Шоферу она велела везти себя домой, но по дороге передумала и попросила остановиться у небольшого кафе – из тех безликих неуютных заведений, какие стали строить в рижских микрорайонах в начале семидесятых годов, – пробыла там недолго, а когда вернулась в машину, шоферу почудился коньячный аромат.
– На Улброкское кладбище!
Кремовая «Волга» осталась ждать на обочине.
Она не глядя прошла мимо лотков цветочниц.
Похоронная процессия показалась из часовни и двинулась по аллее, усыпанной хвоей, четыре музыканта, идя сторонкой, дули в блестящие трубы… Она переложила из сумочки в карман пальто хрустящую десятку – так будет сподручнее всучить ее работнику часовни. Он должен снять крышку с гроба Райво Камбернауса. Ей во что бы то ни стало надо на него взглянуть.
Но едва хвост похоронной процессии скрылся среда сосен, часовня вновь наполнилась народом.
Она встала на пороге и скользнула взглядом по гробам, где лежали покойники, которых предадут земле если не сегодня, то завтра. В одном из гробов должен быть он. Прикусив губу, она уставилась на домовины; кладбищенский распорядитель выяснял у родственников вехи биографии и семейное положение покойника, но она ничего не слышала.
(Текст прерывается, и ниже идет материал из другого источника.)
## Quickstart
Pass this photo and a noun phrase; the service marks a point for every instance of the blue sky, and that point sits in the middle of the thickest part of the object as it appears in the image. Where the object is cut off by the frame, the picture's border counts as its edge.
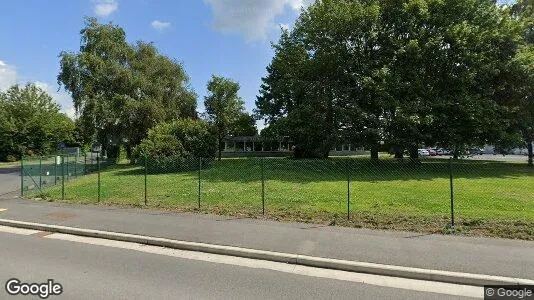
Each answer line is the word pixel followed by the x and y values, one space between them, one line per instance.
pixel 225 37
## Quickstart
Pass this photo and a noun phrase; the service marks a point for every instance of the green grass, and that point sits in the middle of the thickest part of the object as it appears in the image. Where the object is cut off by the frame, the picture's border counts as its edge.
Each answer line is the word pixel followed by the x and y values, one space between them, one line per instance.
pixel 491 198
pixel 9 164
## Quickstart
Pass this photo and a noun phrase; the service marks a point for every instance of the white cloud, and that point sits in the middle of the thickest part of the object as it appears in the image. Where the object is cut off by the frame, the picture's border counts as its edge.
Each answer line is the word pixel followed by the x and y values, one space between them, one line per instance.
pixel 160 25
pixel 104 8
pixel 60 97
pixel 8 76
pixel 252 18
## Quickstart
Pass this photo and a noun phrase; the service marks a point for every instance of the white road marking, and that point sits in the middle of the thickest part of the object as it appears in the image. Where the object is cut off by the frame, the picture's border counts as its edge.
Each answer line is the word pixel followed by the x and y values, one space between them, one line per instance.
pixel 385 281
pixel 16 230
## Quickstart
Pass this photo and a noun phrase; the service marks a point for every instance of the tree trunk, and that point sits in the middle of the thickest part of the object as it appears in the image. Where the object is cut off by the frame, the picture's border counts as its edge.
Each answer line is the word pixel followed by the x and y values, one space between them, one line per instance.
pixel 530 154
pixel 374 152
pixel 414 154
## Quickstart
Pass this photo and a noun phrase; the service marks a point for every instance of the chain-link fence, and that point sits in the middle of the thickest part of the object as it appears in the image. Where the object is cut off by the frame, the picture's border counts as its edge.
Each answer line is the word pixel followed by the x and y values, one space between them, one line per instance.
pixel 430 195
pixel 41 172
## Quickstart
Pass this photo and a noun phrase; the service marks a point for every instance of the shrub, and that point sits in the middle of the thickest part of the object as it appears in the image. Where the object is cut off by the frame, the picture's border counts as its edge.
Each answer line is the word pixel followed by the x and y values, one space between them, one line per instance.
pixel 181 139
За спиной, на дворе, снова выстраивались музыканты с духовыми инструментами. Другие. Звуки первого оркестрика доносились уже издалека, из–за холмов. Один из музыкантов дунул в мундштук, и ей почудились первые такты популярного когда–то на танцульках монтановского шлягера «О Париж…». Она пошатнулась, вышла из часовни и присела на скамью. Кружилась голова, в ушах вперемешку звучали старые мотивы: «Истамбул – Константинополь… Истамбул – Константинополь», и «Джамбулай», и «Мамбо итальяно», и все перекрывал Бруно Оя, поющий в клубе трамвайщиков, что за церковью святого Павла, «Шестнадцать тонн»…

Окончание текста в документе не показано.